И примеров тому — не счесть. Один из таких вопиющих случаев обсудили при встрече две несомненные личности (в личной состоятельности каждого из собеседников усомниться было трудно) — Борис Кузин и Дима Кротов, заместитель главного редактора журнала «Европейский вестник». Кротов, по слухам, создавал новую демократическую партию, и Кузин, в частности, коснулся и этого вопроса. Однако повод для беседы был иной. Кузин сказал так;
— Ты мне в глаза смотреть можешь?
— А что такое?
— Статья в вашем журнале про варварство и цивилизацию. Это как понять?
— Тема злободневная.
— А то что я этой темой занимался двадцать лет, забыли?
— Почему же, не забыли.
— Что же вы, иуды, ни одной ссылки на меня не поставили? Ни одной!
— Ну что за проблема, — храбрился Кротов.
— Есть ведь моральные правила. Какие-то границы, рамки ведь существуют? Ведь есть же, наконец, кодекс чести!
— Ты уж нас извини.
— Что же мне при встрече с тобой на другую сторону улицы переходить?
— Зачем?
— Затем, что руки твоей пожимать не захочу.
— Ну что ты так раскипятился. Мальчик написал, практикант. Непринципиальная статья, реплика по теме. Тебя все знают как главного специалиста.
— Знаю этих молодых, им бы лишь от пирога откусить, но вы-то куда смотрели?
— Сам знаешь, когда сдача в набор и сроки горят.
— Есть такие вещи, через которые переступать нельзя, понимаешь?
— Отлично понимаю тебя. Ты уж нас прости. В печать гнали.
— А может, ты ему сам и велел? Порог ваш больше не переступлю. Чувствую себя оплеванным.
— Нехорошо, конечно, получилось.
— Нехорошо? Чужие идеи присваивать — это нехорошо? Вот так, одним словом отделался? Взять мои убеждения и размазать по газетному листу — это просто-напросто нехорошо?
— Ну зачем же так, Боря? Пусть что-то у тебя и позаимствовали. Но если твои идеи станут достоянием масс, — разве это плохо? И согласись, Боря, стремление к прогрессу — это не твоя особая привилегия. Все туда хотят.
— Во власть рветесь, — горько сказал Кузин, — партии создаете. Куда нам, кабинетным ученым, до парламентских депутатов.
— Зачем эта ирония, Боря? Общее дело делаем.
— Ах, общее? Существует нравственный закон, в конце концов. Убеждения не крадут! Давайте опровержение.
— Что ж мы опровергать станем?
— Укажите, что тему эту разрабатывал Кузин. Пусть сам автор напишет, мол, виноват.
— Да не напишет он ничего. Его зарезали.
— Как это зарезали?
— В подъезде ножом зарезали.
— С бандитами связался, что ли?
— Да нет, так просто зарезали. Живот распороли. Трое детей осталось.
— Преступность у нас бешеная.
— Больное общество.
— Сам видишь, что происходит. Никаких законов, никаких принципов не осталось. Как же так? Ведь если мы сами в мелочах не будем соблюдать этические нормы — что спрашивать тогда с других? Публикуйте опровержение, пусть его дети, в конце концов, опровержение напишут. Нельзя так оставить.
— Что-нибудь придумаем, — пообещал Кротов. — Дети, правда, маленькие. Писать еще не умеют.
— Когда мы дойдем до цивилизованного уровня отношений? — спросил Кузин. И сам себе ответил: — не скоро. Специалиста такого уровня на Западе и ценят соответственно, — Борис стал загибать крепкие пальцы. — Машина раз; плюс квартира; плюс человеческая зарплата; плюс нормальная экологически чистая еда! Плюс окружение!

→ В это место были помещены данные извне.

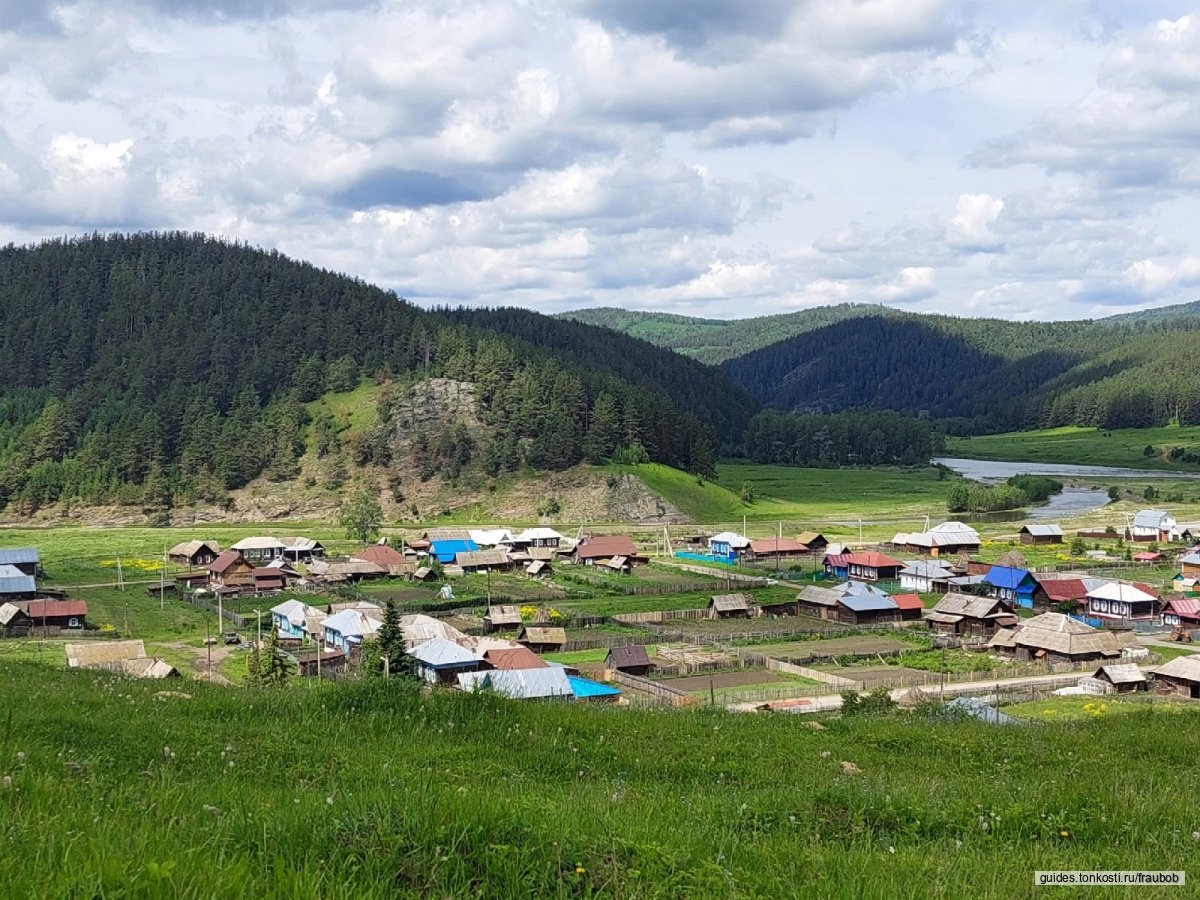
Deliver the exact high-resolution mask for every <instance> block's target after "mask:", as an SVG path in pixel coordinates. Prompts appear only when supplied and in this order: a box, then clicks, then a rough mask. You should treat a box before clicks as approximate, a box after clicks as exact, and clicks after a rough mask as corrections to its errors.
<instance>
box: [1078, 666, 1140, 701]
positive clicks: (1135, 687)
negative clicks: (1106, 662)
mask: <svg viewBox="0 0 1200 900" xmlns="http://www.w3.org/2000/svg"><path fill="white" fill-rule="evenodd" d="M1092 678H1094V679H1096V680H1098V682H1104V683H1105V684H1108V685H1109V686H1110V688H1111V690H1112V692H1114V694H1134V692H1136V691H1144V690H1147V689H1148V688H1150V682H1148V680H1147V679H1146V673H1145V672H1142V671H1141V670H1140V668H1138V666H1136V665H1134V664H1133V662H1120V664H1118V662H1109V664H1106V665H1103V666H1100V667H1099V668H1097V670H1096V672H1094V673H1092Z"/></svg>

Кротов глядел на кузинские пальцы и кивал. Он сказал:
— Трудно переносить нашу нищую духом среду. Живя дома, к этому почти привыкаешь, а стоит ненадолго вырваться, взглянуть со стороны, и понимаешь, что мы живем ненормально.
— Недавно из Германии, — сказал Кузин, демонстрируя плотно сжатый кулак с привилегиями, — в Нюрнберге читал лекции. Рассказывал о влиянии степи на русское сознание, о скифской дикости. Хорошо воспринимали, адекватно. Дивный город, цивилизованность во всем. И построен, кстати сказать, как крепость — окружен стенами и противостоит варварству.
— Да, Нюрнберг, — вздохнул Кротов, — историческое место, куда уж нам.